Pixie

Apr 30, 2013 06:27

Vet called last night, and said that Pixie continues to be a conundrum. Like last year when we were chasing down possible Cushings Disease, he's not sure what's going on. One liver number is abnormally high, but the rest are fine, so he doesn't worry about liver disease. There are two Thyroid numbers - absolute (which is low) and stimulate (or something like that) that is normal, but should be high because the other is low. Her cholesterol is through the roof, which makes no sense because she gets NO people food anymore, neither of them do - and the food they get is prescription, and wouldn't cause this - but apparently that's also a possible sign of thyroid problems (HMMMMMMMM...I wonder what my thyroid levels are LOL).

He wants to do another test - bring her in for a full day, they take her blood and then give her something, and take her blood at two other intervals through the day. He also wants to start her on Thyroid supplements.

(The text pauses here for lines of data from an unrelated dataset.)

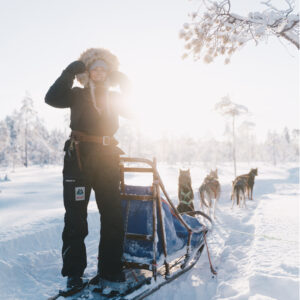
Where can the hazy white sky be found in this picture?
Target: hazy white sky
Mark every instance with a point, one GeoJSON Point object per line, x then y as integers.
{"type": "Point", "coordinates": [40, 38]}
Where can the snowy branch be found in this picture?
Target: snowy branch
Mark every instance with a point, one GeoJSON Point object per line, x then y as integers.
{"type": "Point", "coordinates": [218, 31]}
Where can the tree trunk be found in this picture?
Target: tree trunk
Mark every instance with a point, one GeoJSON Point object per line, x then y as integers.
{"type": "Point", "coordinates": [233, 148]}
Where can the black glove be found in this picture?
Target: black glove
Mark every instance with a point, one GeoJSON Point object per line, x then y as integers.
{"type": "Point", "coordinates": [76, 67]}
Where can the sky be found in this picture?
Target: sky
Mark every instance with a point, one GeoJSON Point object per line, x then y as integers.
{"type": "Point", "coordinates": [170, 95]}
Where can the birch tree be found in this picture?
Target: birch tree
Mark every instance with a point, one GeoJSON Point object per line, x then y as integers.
{"type": "Point", "coordinates": [219, 31]}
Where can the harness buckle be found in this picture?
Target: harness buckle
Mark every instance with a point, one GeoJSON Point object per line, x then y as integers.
{"type": "Point", "coordinates": [106, 140]}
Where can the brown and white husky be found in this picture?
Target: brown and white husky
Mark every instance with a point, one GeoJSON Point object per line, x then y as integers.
{"type": "Point", "coordinates": [239, 188]}
{"type": "Point", "coordinates": [185, 192]}
{"type": "Point", "coordinates": [249, 181]}
{"type": "Point", "coordinates": [210, 190]}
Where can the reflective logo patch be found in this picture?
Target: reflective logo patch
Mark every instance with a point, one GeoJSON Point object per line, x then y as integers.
{"type": "Point", "coordinates": [80, 193]}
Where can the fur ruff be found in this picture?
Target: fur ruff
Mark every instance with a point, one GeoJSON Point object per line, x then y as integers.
{"type": "Point", "coordinates": [89, 56]}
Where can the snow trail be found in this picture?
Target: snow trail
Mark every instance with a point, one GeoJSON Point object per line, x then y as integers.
{"type": "Point", "coordinates": [250, 264]}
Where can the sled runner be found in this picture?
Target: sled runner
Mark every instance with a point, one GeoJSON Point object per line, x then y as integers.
{"type": "Point", "coordinates": [160, 243]}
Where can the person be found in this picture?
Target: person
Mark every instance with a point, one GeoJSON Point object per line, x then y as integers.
{"type": "Point", "coordinates": [91, 161]}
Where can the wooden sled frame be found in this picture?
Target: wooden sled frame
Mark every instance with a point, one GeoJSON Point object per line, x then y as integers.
{"type": "Point", "coordinates": [157, 187]}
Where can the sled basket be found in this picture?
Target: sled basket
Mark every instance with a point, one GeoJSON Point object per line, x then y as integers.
{"type": "Point", "coordinates": [156, 234]}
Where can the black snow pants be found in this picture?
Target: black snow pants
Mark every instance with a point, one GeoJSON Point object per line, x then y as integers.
{"type": "Point", "coordinates": [100, 172]}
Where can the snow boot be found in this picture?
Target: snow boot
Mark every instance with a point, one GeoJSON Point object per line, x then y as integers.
{"type": "Point", "coordinates": [74, 282]}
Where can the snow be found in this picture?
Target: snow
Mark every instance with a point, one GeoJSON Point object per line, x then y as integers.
{"type": "Point", "coordinates": [255, 250]}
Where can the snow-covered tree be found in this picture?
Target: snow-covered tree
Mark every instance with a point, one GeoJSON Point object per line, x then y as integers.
{"type": "Point", "coordinates": [27, 115]}
{"type": "Point", "coordinates": [228, 108]}
{"type": "Point", "coordinates": [219, 31]}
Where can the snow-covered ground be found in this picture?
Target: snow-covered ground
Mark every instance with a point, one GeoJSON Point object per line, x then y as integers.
{"type": "Point", "coordinates": [255, 250]}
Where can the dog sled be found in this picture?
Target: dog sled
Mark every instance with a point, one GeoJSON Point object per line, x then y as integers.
{"type": "Point", "coordinates": [160, 243]}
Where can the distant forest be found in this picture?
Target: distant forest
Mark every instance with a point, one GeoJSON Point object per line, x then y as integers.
{"type": "Point", "coordinates": [25, 140]}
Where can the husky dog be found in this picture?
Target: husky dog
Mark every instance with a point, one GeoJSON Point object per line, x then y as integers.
{"type": "Point", "coordinates": [239, 187]}
{"type": "Point", "coordinates": [185, 192]}
{"type": "Point", "coordinates": [209, 190]}
{"type": "Point", "coordinates": [249, 179]}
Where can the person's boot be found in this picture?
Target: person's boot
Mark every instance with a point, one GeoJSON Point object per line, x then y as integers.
{"type": "Point", "coordinates": [113, 283]}
{"type": "Point", "coordinates": [74, 282]}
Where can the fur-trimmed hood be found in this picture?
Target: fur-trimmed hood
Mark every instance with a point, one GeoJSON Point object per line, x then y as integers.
{"type": "Point", "coordinates": [89, 56]}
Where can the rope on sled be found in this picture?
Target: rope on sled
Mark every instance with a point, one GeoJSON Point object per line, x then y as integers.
{"type": "Point", "coordinates": [264, 236]}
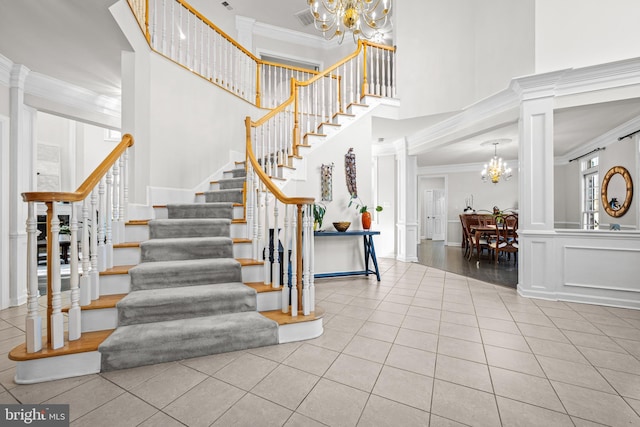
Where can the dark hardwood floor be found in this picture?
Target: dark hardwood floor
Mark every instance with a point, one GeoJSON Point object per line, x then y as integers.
{"type": "Point", "coordinates": [451, 258]}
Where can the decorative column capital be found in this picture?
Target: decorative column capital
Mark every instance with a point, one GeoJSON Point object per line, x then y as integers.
{"type": "Point", "coordinates": [19, 75]}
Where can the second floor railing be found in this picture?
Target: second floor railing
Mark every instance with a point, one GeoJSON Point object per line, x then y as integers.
{"type": "Point", "coordinates": [97, 211]}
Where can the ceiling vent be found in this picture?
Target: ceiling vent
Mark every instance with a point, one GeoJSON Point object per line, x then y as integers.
{"type": "Point", "coordinates": [305, 17]}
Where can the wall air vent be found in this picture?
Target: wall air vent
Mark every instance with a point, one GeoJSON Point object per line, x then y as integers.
{"type": "Point", "coordinates": [305, 17]}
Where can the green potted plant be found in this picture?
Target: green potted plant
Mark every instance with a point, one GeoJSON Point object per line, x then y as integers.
{"type": "Point", "coordinates": [318, 214]}
{"type": "Point", "coordinates": [363, 210]}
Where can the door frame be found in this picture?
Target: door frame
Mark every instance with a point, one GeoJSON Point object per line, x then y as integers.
{"type": "Point", "coordinates": [420, 202]}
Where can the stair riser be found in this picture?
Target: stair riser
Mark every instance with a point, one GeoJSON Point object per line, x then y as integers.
{"type": "Point", "coordinates": [107, 318]}
{"type": "Point", "coordinates": [113, 284]}
{"type": "Point", "coordinates": [55, 368]}
{"type": "Point", "coordinates": [252, 273]}
{"type": "Point", "coordinates": [99, 319]}
{"type": "Point", "coordinates": [153, 250]}
{"type": "Point", "coordinates": [239, 231]}
{"type": "Point", "coordinates": [131, 256]}
{"type": "Point", "coordinates": [242, 250]}
{"type": "Point", "coordinates": [146, 344]}
{"type": "Point", "coordinates": [313, 139]}
{"type": "Point", "coordinates": [136, 233]}
{"type": "Point", "coordinates": [126, 256]}
{"type": "Point", "coordinates": [267, 301]}
{"type": "Point", "coordinates": [161, 212]}
{"type": "Point", "coordinates": [187, 308]}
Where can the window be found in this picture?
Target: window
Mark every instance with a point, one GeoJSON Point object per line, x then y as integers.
{"type": "Point", "coordinates": [590, 194]}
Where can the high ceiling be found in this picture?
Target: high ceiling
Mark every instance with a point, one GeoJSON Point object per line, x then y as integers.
{"type": "Point", "coordinates": [78, 41]}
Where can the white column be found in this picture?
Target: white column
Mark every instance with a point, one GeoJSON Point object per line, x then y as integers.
{"type": "Point", "coordinates": [407, 202]}
{"type": "Point", "coordinates": [22, 178]}
{"type": "Point", "coordinates": [33, 328]}
{"type": "Point", "coordinates": [5, 202]}
{"type": "Point", "coordinates": [535, 222]}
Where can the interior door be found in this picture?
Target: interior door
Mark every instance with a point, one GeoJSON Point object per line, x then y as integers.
{"type": "Point", "coordinates": [428, 214]}
{"type": "Point", "coordinates": [438, 215]}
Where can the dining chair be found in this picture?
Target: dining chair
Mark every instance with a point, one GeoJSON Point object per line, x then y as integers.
{"type": "Point", "coordinates": [506, 237]}
{"type": "Point", "coordinates": [472, 221]}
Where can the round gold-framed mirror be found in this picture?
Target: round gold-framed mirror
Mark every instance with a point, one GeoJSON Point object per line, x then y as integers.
{"type": "Point", "coordinates": [610, 198]}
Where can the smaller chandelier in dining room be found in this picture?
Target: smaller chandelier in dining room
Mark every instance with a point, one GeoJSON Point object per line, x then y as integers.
{"type": "Point", "coordinates": [496, 168]}
{"type": "Point", "coordinates": [363, 18]}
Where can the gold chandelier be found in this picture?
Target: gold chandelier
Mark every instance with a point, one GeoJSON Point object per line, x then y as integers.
{"type": "Point", "coordinates": [496, 168]}
{"type": "Point", "coordinates": [363, 18]}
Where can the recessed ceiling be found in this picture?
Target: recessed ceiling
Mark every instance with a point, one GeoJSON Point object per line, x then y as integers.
{"type": "Point", "coordinates": [573, 127]}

I told him I'm worried about cost, because I have an MRI on Monday and that's going to set me back well over $1000 now that my damn deductible went up to $2000, and that I have to worry about that first. He agreed (he knows what happened), said we'll start with the supplements, and see how she does after a month or so, as that can also tell us what's up - and then if needed we'll do the test (which would definitively say if she has Cushings or not).

I really should call the hospital and just find out how much it'll be - it's got me worried, so why don't I just end the suspense, right?

Feeling really achy for no reason. Joints, shoulders, and I'm finding my trigger points very tender, plus I'm feeling the bruised feeling. And my surgery site hurts. I'd say it's weather related, but we're stuck in an Omega block, with beautiful weather and steady pressure. It is probably stress - work is really stressful right now (but in a good way - we're doing amazing with this project, but I CANNOT let it not go well because I'm positive that would be the death knell for me at this job) - I'm worried about the MRI, I have a bad feeling I won't like what it shows, but I'm also pretty sure that's just simple paranoia - I'm worried about Pixie - and suddenly things are blowing up at Glenn's work in ways that impact us directly and painfully. He won't talk about it much, and that just makes me worry more. Meeting tonight about that, hopefully he'll come home with some answers or at least feeling a little better, he's trying to not worry me and it's doing the opposite.

Fear cuts deeper than swords, right?